Reports out of Europe are signalling the end of production for the Mazda RX-8. According to European publication Auto Motor und Sport, the rotary-engined sports car may not be long for this world, since it would struggle to meet the upcoming Euro 5 emissions standard.
Based on talks with the head of Mazda Germany, Joseph Alois Schmid, the magazine has suggested that 2013 is the earliest Mazda could schedule the launch of a Euro 5-compliant rotary sports car, either the RX-8 or a newer design. Schmid, according to Auto Motor und Sport, claims that the RX-8 in its current guise would be too expensive to upgrade "quickly" to meet the Euro 5 standard for its sales volumes. The magazine has further suggested that the withdrawal of the RX-8 from the market may precede a new RX-7, with a compliant engine.
Talk of abandoning the petrol version of the rotary flies in the face of remarks made by Mazda's global head of sales, marketing and customer service, Masazumi Wakayama -- out here recently as a guest of Mazda Australia.
"The rotary engine is something like a symbol or symbolic engine for Mazda's technology and there are many new engineers who joined Mazda because they have this aspiration about the company that develops the rotary engine," Wakayama-san told Australian journalists through an interpreter.
"We have the brand essence of 'Zoom-zoom' and the rotary engine is something else that really embodies that 'Zoom-zoom' brand essence. We are going to continue the development [of the petrol rotary] and also improvement of the petrol rotary engine."

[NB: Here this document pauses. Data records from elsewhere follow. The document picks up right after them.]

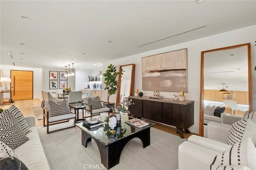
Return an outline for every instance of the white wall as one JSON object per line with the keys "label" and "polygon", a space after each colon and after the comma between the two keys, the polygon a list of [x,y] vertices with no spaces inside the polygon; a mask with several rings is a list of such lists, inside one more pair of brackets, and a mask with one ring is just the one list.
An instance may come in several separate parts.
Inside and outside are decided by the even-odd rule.
{"label": "white wall", "polygon": [[[10,70],[21,70],[33,71],[33,98],[42,100],[41,91],[42,89],[42,69],[28,67],[22,67],[18,66],[1,65],[1,69],[3,70],[4,77],[10,78]],[[49,85],[48,85],[49,86]],[[3,87],[2,87],[2,88]],[[10,89],[10,85],[8,89]],[[1,89],[3,90],[3,89]]]}
{"label": "white wall", "polygon": [[[110,64],[117,66],[125,64],[135,64],[134,89],[139,89],[139,92],[143,92],[145,96],[152,96],[153,91],[142,90],[141,58],[187,48],[188,91],[188,93],[184,93],[184,95],[186,99],[194,101],[194,124],[189,129],[192,132],[198,133],[201,51],[251,43],[252,107],[252,110],[256,110],[256,71],[254,70],[256,65],[256,46],[254,45],[256,37],[256,25],[254,25],[109,61],[102,64],[102,72],[105,72],[108,66]],[[170,39],[170,41],[171,41],[171,39]],[[104,84],[102,84],[102,88],[104,89]],[[160,92],[160,95],[166,98],[170,98],[170,96],[174,94],[179,94],[179,93],[177,92]],[[107,92],[103,90],[103,100],[106,101],[107,97]],[[110,98],[110,102],[115,102],[115,95],[112,95]]]}
{"label": "white wall", "polygon": [[87,88],[87,84],[89,82],[89,78],[91,75],[90,70],[82,69],[76,69],[76,89],[77,91],[79,89]]}

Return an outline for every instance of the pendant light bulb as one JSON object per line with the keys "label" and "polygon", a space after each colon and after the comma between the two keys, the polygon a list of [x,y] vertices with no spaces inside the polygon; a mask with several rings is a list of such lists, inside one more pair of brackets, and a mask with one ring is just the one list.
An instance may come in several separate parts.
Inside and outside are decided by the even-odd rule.
{"label": "pendant light bulb", "polygon": [[67,66],[65,66],[66,67],[66,72],[65,73],[64,76],[65,77],[67,77],[68,74],[67,73],[68,73],[68,72],[67,72]]}
{"label": "pendant light bulb", "polygon": [[68,76],[71,76],[70,74],[70,64],[68,64]]}
{"label": "pendant light bulb", "polygon": [[74,76],[75,75],[75,73],[74,72],[74,63],[72,63],[72,72],[71,73],[71,76]]}
{"label": "pendant light bulb", "polygon": [[223,89],[221,89],[219,91],[219,92],[220,93],[228,93],[228,90],[226,90],[224,88],[224,85],[225,85],[225,84],[223,84]]}

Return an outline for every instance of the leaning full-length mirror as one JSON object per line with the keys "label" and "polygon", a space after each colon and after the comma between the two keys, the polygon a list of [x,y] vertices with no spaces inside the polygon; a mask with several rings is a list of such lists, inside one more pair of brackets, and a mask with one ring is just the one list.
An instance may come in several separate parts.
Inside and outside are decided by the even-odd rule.
{"label": "leaning full-length mirror", "polygon": [[[122,73],[123,74],[122,75]],[[130,64],[120,66],[116,106],[122,102],[122,99],[132,96],[135,74],[135,64]]]}
{"label": "leaning full-length mirror", "polygon": [[[202,51],[201,62],[199,135],[204,136],[209,122],[222,123],[223,115],[241,116],[251,111],[250,44]],[[224,113],[204,111],[217,106]]]}

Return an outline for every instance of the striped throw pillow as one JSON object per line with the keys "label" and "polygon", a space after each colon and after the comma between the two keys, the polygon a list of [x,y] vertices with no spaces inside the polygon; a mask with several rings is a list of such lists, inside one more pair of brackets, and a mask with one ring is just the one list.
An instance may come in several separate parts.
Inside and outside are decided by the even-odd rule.
{"label": "striped throw pillow", "polygon": [[51,111],[49,113],[49,116],[56,116],[71,113],[67,100],[63,100],[58,103],[53,100],[49,101]]}
{"label": "striped throw pillow", "polygon": [[104,108],[99,96],[96,97],[95,99],[89,98],[88,101],[89,104],[92,105],[92,108],[93,110]]}
{"label": "striped throw pillow", "polygon": [[[252,112],[248,115],[245,115],[242,118],[232,124],[229,131],[227,143],[230,145],[234,145],[241,141],[243,137],[244,131],[246,127],[247,119],[250,119],[254,122],[256,122],[256,114]],[[251,129],[255,131],[255,129]]]}
{"label": "striped throw pillow", "polygon": [[30,132],[32,131],[28,127],[27,121],[26,120],[26,119],[25,119],[23,114],[15,105],[14,105],[11,106],[8,109],[8,110],[9,110],[9,111],[14,116],[16,119],[17,119],[17,120],[18,120],[19,123],[22,129],[26,135],[29,133]]}
{"label": "striped throw pillow", "polygon": [[226,107],[220,107],[219,106],[217,106],[215,109],[215,110],[214,110],[214,113],[213,115],[220,117],[220,114],[221,114],[222,113],[224,113],[225,108]]}
{"label": "striped throw pillow", "polygon": [[[210,170],[238,170],[239,166],[254,169],[256,149],[250,138],[244,138],[231,148],[217,155]],[[236,168],[235,168],[235,167]]]}
{"label": "striped throw pillow", "polygon": [[204,114],[213,116],[214,115],[215,109],[215,105],[212,106],[207,106],[204,109]]}

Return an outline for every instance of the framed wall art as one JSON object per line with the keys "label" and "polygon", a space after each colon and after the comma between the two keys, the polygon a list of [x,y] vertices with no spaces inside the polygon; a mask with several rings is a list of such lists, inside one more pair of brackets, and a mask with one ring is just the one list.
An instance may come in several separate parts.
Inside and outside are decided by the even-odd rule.
{"label": "framed wall art", "polygon": [[66,74],[68,74],[68,72],[66,72],[66,71],[60,71],[59,80],[68,80],[68,77],[65,76]]}
{"label": "framed wall art", "polygon": [[58,71],[49,71],[49,79],[50,80],[58,80]]}
{"label": "framed wall art", "polygon": [[60,89],[63,89],[65,87],[65,88],[68,88],[68,81],[60,80]]}
{"label": "framed wall art", "polygon": [[142,90],[188,92],[188,49],[142,58]]}
{"label": "framed wall art", "polygon": [[49,80],[49,89],[58,89],[58,80]]}

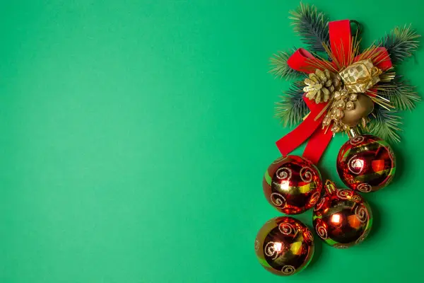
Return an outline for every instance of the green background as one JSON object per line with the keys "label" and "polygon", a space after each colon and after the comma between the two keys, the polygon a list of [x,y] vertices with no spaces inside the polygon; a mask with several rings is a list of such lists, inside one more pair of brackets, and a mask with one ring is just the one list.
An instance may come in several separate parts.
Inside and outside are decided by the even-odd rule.
{"label": "green background", "polygon": [[[308,2],[360,21],[365,44],[396,25],[424,32],[416,0]],[[291,277],[257,261],[257,231],[280,215],[262,174],[289,130],[273,117],[289,83],[267,73],[269,58],[302,46],[288,19],[298,3],[2,0],[0,282],[420,277],[423,103],[404,115],[394,183],[367,195],[367,241],[349,250],[317,241],[311,265]],[[401,69],[416,85],[423,62],[418,52]],[[339,185],[345,141],[319,165]],[[299,218],[310,226],[310,212]]]}

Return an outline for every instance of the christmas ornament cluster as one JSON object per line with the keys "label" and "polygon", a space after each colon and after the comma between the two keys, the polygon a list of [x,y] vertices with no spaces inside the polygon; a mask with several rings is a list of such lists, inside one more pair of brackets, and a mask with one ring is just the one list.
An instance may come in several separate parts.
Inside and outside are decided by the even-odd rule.
{"label": "christmas ornament cluster", "polygon": [[[271,71],[298,79],[278,104],[277,115],[285,126],[298,125],[276,142],[282,156],[269,166],[262,182],[266,200],[286,215],[266,222],[254,241],[261,265],[283,276],[302,270],[314,255],[314,233],[290,215],[313,209],[314,233],[336,248],[367,238],[372,212],[360,193],[392,180],[396,159],[386,140],[399,142],[396,113],[413,109],[420,100],[395,69],[418,47],[420,35],[410,26],[396,28],[363,50],[355,21],[329,21],[314,6],[302,4],[290,18],[309,51],[275,54]],[[317,166],[336,133],[349,138],[336,162],[346,188],[324,181]],[[290,154],[304,142],[302,156]]]}

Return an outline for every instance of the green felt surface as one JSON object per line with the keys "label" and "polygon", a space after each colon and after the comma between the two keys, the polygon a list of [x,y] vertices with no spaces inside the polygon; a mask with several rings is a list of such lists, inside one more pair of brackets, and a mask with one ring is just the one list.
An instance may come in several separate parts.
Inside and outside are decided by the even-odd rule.
{"label": "green felt surface", "polygon": [[[360,21],[366,44],[396,25],[424,33],[416,0],[308,2]],[[422,277],[423,103],[402,115],[394,183],[366,196],[367,241],[349,250],[319,241],[311,265],[288,278],[257,262],[256,233],[280,215],[262,176],[289,131],[273,117],[289,83],[267,73],[269,57],[302,46],[288,19],[298,5],[2,0],[0,282]],[[422,51],[401,68],[421,93],[423,69]],[[319,164],[338,185],[345,140]],[[310,226],[311,212],[298,218]]]}

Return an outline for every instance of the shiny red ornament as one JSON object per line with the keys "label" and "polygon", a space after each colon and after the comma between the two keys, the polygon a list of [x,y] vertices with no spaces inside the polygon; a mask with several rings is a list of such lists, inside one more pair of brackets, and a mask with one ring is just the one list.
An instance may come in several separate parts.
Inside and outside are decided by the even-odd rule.
{"label": "shiny red ornament", "polygon": [[281,157],[272,163],[262,180],[268,202],[286,214],[298,214],[313,207],[321,196],[319,171],[310,161],[297,156]]}
{"label": "shiny red ornament", "polygon": [[341,146],[337,172],[348,187],[362,192],[375,192],[387,185],[396,171],[391,148],[371,134],[355,135]]}
{"label": "shiny red ornament", "polygon": [[368,203],[351,190],[338,190],[327,180],[326,194],[314,208],[312,221],[317,233],[327,244],[338,248],[355,246],[368,236],[372,213]]}
{"label": "shiny red ornament", "polygon": [[290,216],[273,218],[261,228],[254,241],[261,265],[281,276],[300,272],[314,255],[314,236],[299,220]]}

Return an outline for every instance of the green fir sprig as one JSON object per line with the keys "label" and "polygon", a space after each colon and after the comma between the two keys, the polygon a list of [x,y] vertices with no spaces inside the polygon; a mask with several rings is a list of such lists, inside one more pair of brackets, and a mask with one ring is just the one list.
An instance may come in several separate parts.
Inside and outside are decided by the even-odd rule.
{"label": "green fir sprig", "polygon": [[302,37],[302,41],[314,52],[325,52],[323,44],[329,41],[329,20],[314,5],[303,4],[290,12],[295,32]]}
{"label": "green fir sprig", "polygon": [[302,76],[302,73],[290,68],[287,64],[287,60],[293,54],[295,51],[296,50],[293,49],[286,52],[280,51],[277,54],[274,54],[270,59],[271,69],[269,71],[276,75],[276,77],[285,79]]}
{"label": "green fir sprig", "polygon": [[413,55],[420,45],[418,35],[411,25],[396,27],[390,33],[380,39],[380,45],[386,47],[393,64],[402,62]]}
{"label": "green fir sprig", "polygon": [[389,142],[401,141],[398,133],[401,131],[399,127],[402,122],[396,110],[389,110],[376,105],[372,116],[368,124],[371,134]]}
{"label": "green fir sprig", "polygon": [[379,95],[390,100],[390,103],[399,110],[412,110],[421,98],[416,91],[416,87],[396,76],[389,83],[380,86]]}
{"label": "green fir sprig", "polygon": [[277,103],[276,116],[284,127],[292,127],[300,123],[307,114],[308,108],[303,100],[304,86],[303,81],[293,83],[288,91],[283,93],[281,100]]}

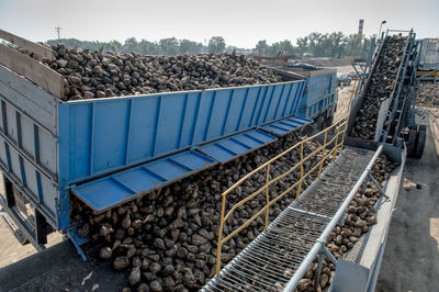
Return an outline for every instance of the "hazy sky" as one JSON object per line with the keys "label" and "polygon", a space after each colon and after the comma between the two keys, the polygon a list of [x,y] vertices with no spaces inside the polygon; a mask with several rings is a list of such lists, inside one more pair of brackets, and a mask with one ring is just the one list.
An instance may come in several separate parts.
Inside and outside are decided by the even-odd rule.
{"label": "hazy sky", "polygon": [[439,0],[0,0],[0,29],[32,41],[61,37],[124,42],[130,36],[157,41],[176,36],[204,42],[222,35],[227,45],[254,47],[295,42],[311,32],[364,34],[414,29],[419,37],[439,36]]}

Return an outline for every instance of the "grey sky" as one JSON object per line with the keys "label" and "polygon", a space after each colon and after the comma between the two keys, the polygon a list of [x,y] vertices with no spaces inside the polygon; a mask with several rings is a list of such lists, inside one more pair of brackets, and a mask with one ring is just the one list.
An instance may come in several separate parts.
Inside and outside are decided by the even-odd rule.
{"label": "grey sky", "polygon": [[437,37],[439,0],[0,0],[0,29],[32,41],[56,38],[54,27],[60,26],[61,37],[88,41],[204,42],[222,35],[228,45],[254,47],[259,40],[294,42],[314,31],[356,33],[359,19],[365,35],[386,20],[384,29],[413,27],[419,37]]}

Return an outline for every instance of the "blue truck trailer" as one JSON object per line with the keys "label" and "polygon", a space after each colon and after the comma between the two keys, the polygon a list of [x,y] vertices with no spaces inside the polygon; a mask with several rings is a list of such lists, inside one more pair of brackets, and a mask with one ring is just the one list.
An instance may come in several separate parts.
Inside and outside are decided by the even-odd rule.
{"label": "blue truck trailer", "polygon": [[[50,57],[49,48],[8,41]],[[336,101],[335,77],[311,74],[272,85],[63,101],[56,71],[3,45],[0,64],[0,203],[18,236],[37,249],[59,231],[80,250],[87,238],[70,221],[72,196],[104,212],[312,124]]]}
{"label": "blue truck trailer", "polygon": [[307,64],[277,65],[269,68],[282,76],[306,80],[296,116],[313,120],[318,130],[331,125],[337,110],[337,70]]}

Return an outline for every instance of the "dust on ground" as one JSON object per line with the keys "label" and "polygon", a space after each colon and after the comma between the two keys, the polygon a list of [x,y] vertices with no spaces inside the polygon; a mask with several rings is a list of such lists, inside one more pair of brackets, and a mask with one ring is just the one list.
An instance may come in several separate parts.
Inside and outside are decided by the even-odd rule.
{"label": "dust on ground", "polygon": [[[0,172],[0,192],[4,193],[2,173]],[[0,212],[1,206],[0,206]],[[59,233],[53,233],[48,235],[46,247],[58,244],[63,240],[63,236]],[[22,246],[12,232],[8,228],[3,218],[0,217],[0,269],[13,262],[20,261],[33,254],[36,249],[31,245]]]}
{"label": "dust on ground", "polygon": [[[336,67],[335,69],[337,69],[337,72],[339,74],[348,74],[353,68],[352,66],[342,66],[342,67]],[[337,88],[338,100],[337,100],[337,111],[334,114],[334,121],[338,121],[349,113],[349,104],[351,99],[354,98],[356,86],[357,81],[352,80],[350,86],[345,86],[344,88],[340,87]]]}

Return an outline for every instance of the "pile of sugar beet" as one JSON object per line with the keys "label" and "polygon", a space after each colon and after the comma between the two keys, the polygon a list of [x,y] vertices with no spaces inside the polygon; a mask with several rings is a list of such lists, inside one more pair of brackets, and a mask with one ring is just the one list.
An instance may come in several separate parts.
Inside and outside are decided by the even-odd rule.
{"label": "pile of sugar beet", "polygon": [[[396,168],[385,156],[380,156],[373,168],[372,176],[384,187],[390,173]],[[361,190],[362,188],[360,188]],[[360,237],[369,232],[369,226],[376,223],[376,202],[381,192],[373,182],[369,181],[364,193],[359,191],[346,210],[344,225],[337,225],[326,240],[326,247],[336,259],[346,258],[346,255],[360,240]],[[299,291],[322,291],[327,288],[335,277],[335,265],[324,258],[319,281],[316,281],[317,260],[306,271],[304,278],[299,282]]]}
{"label": "pile of sugar beet", "polygon": [[281,77],[236,54],[145,56],[52,46],[44,63],[65,77],[63,100],[266,85]]}
{"label": "pile of sugar beet", "polygon": [[391,98],[395,87],[406,41],[407,37],[397,35],[385,38],[375,70],[364,91],[363,101],[352,127],[352,137],[374,139],[378,114],[382,102]]}
{"label": "pile of sugar beet", "polygon": [[[222,192],[301,138],[299,134],[290,134],[227,165],[204,170],[103,214],[93,214],[81,202],[74,200],[70,216],[74,222],[86,223],[78,234],[92,238],[92,245],[99,247],[99,257],[111,261],[114,269],[126,272],[127,284],[120,288],[123,291],[199,290],[215,274]],[[305,155],[318,146],[314,142],[306,144]],[[271,176],[277,177],[286,171],[299,161],[299,157],[297,149],[275,161],[271,167]],[[317,159],[318,156],[305,162],[305,172]],[[327,161],[326,165],[328,164]],[[385,158],[380,158],[373,173],[382,182],[392,169],[393,165]],[[300,173],[293,172],[280,180],[270,189],[270,195],[279,195],[299,178]],[[304,181],[304,189],[315,178],[316,175],[308,177]],[[227,210],[261,188],[264,181],[264,171],[248,179],[227,196]],[[288,194],[270,209],[270,222],[292,202],[294,195]],[[346,225],[337,226],[328,239],[328,248],[337,258],[362,233],[368,232],[369,225],[375,223],[372,206],[379,196],[374,186],[368,186],[364,195],[356,196],[348,210]],[[224,234],[227,235],[244,224],[264,202],[266,198],[259,195],[238,207],[226,222]],[[223,246],[223,267],[262,232],[263,223],[262,215]],[[334,268],[325,260],[322,287],[331,280]],[[316,276],[315,269],[316,267],[312,267],[301,281],[301,290],[314,289],[311,279]]]}

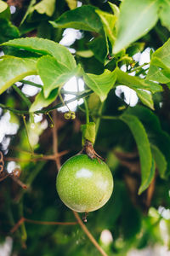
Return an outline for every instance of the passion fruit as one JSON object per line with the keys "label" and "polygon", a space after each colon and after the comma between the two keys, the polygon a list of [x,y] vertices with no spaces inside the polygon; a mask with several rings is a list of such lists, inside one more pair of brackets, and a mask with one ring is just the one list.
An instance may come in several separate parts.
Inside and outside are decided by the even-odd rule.
{"label": "passion fruit", "polygon": [[113,177],[103,160],[78,154],[61,166],[56,188],[61,201],[69,208],[88,212],[108,201],[113,191]]}

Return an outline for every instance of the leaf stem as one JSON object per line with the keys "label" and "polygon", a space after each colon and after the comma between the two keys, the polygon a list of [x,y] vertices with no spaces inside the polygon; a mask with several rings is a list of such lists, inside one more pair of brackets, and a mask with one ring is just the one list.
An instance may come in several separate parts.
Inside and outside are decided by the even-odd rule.
{"label": "leaf stem", "polygon": [[86,109],[86,123],[88,124],[89,123],[89,111],[88,111],[88,102],[85,98],[84,98],[84,106],[85,106],[85,109]]}
{"label": "leaf stem", "polygon": [[28,139],[28,144],[30,146],[30,149],[31,149],[32,154],[34,154],[34,150],[32,148],[32,146],[31,145],[30,139],[29,139],[28,129],[27,129],[26,121],[26,116],[22,115],[22,119],[23,119],[23,122],[24,122],[24,125],[25,125],[26,131],[26,137],[27,137],[27,139]]}
{"label": "leaf stem", "polygon": [[25,102],[28,108],[31,107],[31,101],[26,96],[26,95],[15,85],[13,84],[13,89],[18,93],[18,95],[21,97],[21,99]]}

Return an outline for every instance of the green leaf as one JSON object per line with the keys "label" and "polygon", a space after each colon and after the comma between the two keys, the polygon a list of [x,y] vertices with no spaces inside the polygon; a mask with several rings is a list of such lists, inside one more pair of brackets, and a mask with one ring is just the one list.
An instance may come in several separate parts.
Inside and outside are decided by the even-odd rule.
{"label": "green leaf", "polygon": [[20,32],[16,26],[5,19],[0,19],[1,33],[0,44],[6,42],[9,39],[20,38]]}
{"label": "green leaf", "polygon": [[156,167],[162,178],[165,178],[165,172],[167,170],[167,160],[162,151],[156,146],[151,144],[151,153],[156,161]]}
{"label": "green leaf", "polygon": [[3,1],[0,1],[0,13],[4,12],[4,10],[6,10],[7,8],[8,8],[7,3]]}
{"label": "green leaf", "polygon": [[77,50],[76,52],[76,55],[78,56],[81,56],[82,58],[91,58],[94,56],[94,53],[90,49],[85,49],[85,50]]}
{"label": "green leaf", "polygon": [[137,89],[147,90],[151,93],[162,90],[162,87],[156,83],[147,81],[139,77],[130,76],[118,67],[116,69],[116,73],[117,75],[116,83],[120,85],[127,85],[134,90]]}
{"label": "green leaf", "polygon": [[37,38],[26,38],[10,40],[3,43],[2,45],[13,46],[42,55],[50,55],[54,56],[59,63],[65,65],[70,70],[76,67],[75,59],[71,52],[65,46],[51,40]]}
{"label": "green leaf", "polygon": [[89,42],[88,46],[94,52],[95,58],[100,62],[104,63],[109,51],[106,38],[99,35]]}
{"label": "green leaf", "polygon": [[83,5],[65,12],[57,20],[49,22],[54,27],[72,27],[99,32],[102,28],[102,23],[95,10],[96,8],[92,5]]}
{"label": "green leaf", "polygon": [[170,2],[168,0],[162,0],[160,1],[160,4],[159,17],[162,25],[170,30]]}
{"label": "green leaf", "polygon": [[52,16],[55,9],[55,0],[42,0],[33,6],[33,10],[37,10],[40,15]]}
{"label": "green leaf", "polygon": [[136,93],[144,105],[154,110],[154,102],[151,94],[142,90],[137,90]]}
{"label": "green leaf", "polygon": [[163,70],[160,67],[152,65],[152,62],[150,66],[146,79],[147,80],[152,80],[156,81],[162,84],[167,84],[170,82],[170,78],[166,76],[163,73]]}
{"label": "green leaf", "polygon": [[113,53],[148,33],[158,20],[158,0],[124,0],[120,7]]}
{"label": "green leaf", "polygon": [[44,84],[43,93],[45,98],[48,97],[54,89],[63,85],[78,72],[76,68],[70,71],[65,66],[49,55],[42,56],[38,60],[37,71]]}
{"label": "green leaf", "polygon": [[132,57],[136,53],[143,51],[144,49],[144,43],[133,43],[127,49],[127,54]]}
{"label": "green leaf", "polygon": [[141,166],[141,185],[139,189],[139,195],[140,195],[148,188],[154,175],[150,143],[146,131],[137,117],[124,113],[120,117],[120,119],[130,128],[138,147]]}
{"label": "green leaf", "polygon": [[149,108],[142,106],[128,108],[128,113],[137,116],[144,125],[150,144],[156,146],[167,162],[166,176],[170,174],[170,137],[162,129],[158,117]]}
{"label": "green leaf", "polygon": [[25,77],[37,74],[37,59],[6,56],[0,60],[0,94]]}
{"label": "green leaf", "polygon": [[93,144],[95,142],[95,123],[89,122],[86,125],[81,125],[82,146],[84,146],[86,140],[90,141]]}
{"label": "green leaf", "polygon": [[0,19],[8,20],[10,18],[10,10],[7,3],[0,0]]}
{"label": "green leaf", "polygon": [[96,13],[100,17],[105,32],[109,38],[111,45],[113,45],[115,43],[115,24],[117,19],[116,16],[99,9],[96,9]]}
{"label": "green leaf", "polygon": [[42,90],[36,96],[34,102],[30,108],[30,112],[35,112],[37,110],[42,109],[42,108],[48,107],[56,99],[59,92],[59,88],[52,90],[48,98],[44,97],[43,90]]}
{"label": "green leaf", "polygon": [[77,5],[77,1],[76,0],[65,0],[70,9],[73,9],[75,8],[76,8]]}
{"label": "green leaf", "polygon": [[152,54],[151,64],[170,71],[170,38]]}
{"label": "green leaf", "polygon": [[116,75],[115,72],[105,70],[104,73],[100,75],[84,73],[83,79],[86,84],[99,96],[100,101],[103,102],[106,99],[109,91],[113,88]]}
{"label": "green leaf", "polygon": [[110,2],[108,2],[108,3],[110,5],[110,9],[112,9],[114,15],[116,15],[116,17],[118,18],[118,16],[120,15],[120,10],[119,10],[118,7]]}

That doesn't mean that the RX-8 has a long future ahead of it necessarily. Mazda -- and Audi with its A1 e-tron -- are investigating rotary engines as range-extenders in hybrid-drive passenger cars. That may be where the future of Wankel rotary engine technology lies -- as an electric power generator fuelled by hydrogen.
Such a concept is already being trialled by Mazda in Japan, with a hydrogen-fuelled rotary engine in a hybrid-drive Mazda5 people mover.
"The rotary engine is very suitable for that kind of electric generation because it is very stable at high speed..." says Wakayama-san.
When asked whether the rotary engine would get the SKY treatment (set aside currently for reciprocating engines), the Japanese executive's further remarks seem to support Schmid's views, as reported by Auto Motor und Sport.
"We are not selling too many vehicles with the rotary engine. When we consider the environment and how we can introduce our new technology in the models... that we are selling the most... of course we would roll out these new technologies into the various models...
"However the first thing we need to do -- or the approach that we are taking -- is to be introducing these new technologies into the area which will have the most impact in the society."
In other words, the rotary is a longer-term project in a CO2-wary world. That leaves us to wonder why Mazda wouldn't opt for an E85 production vehicle?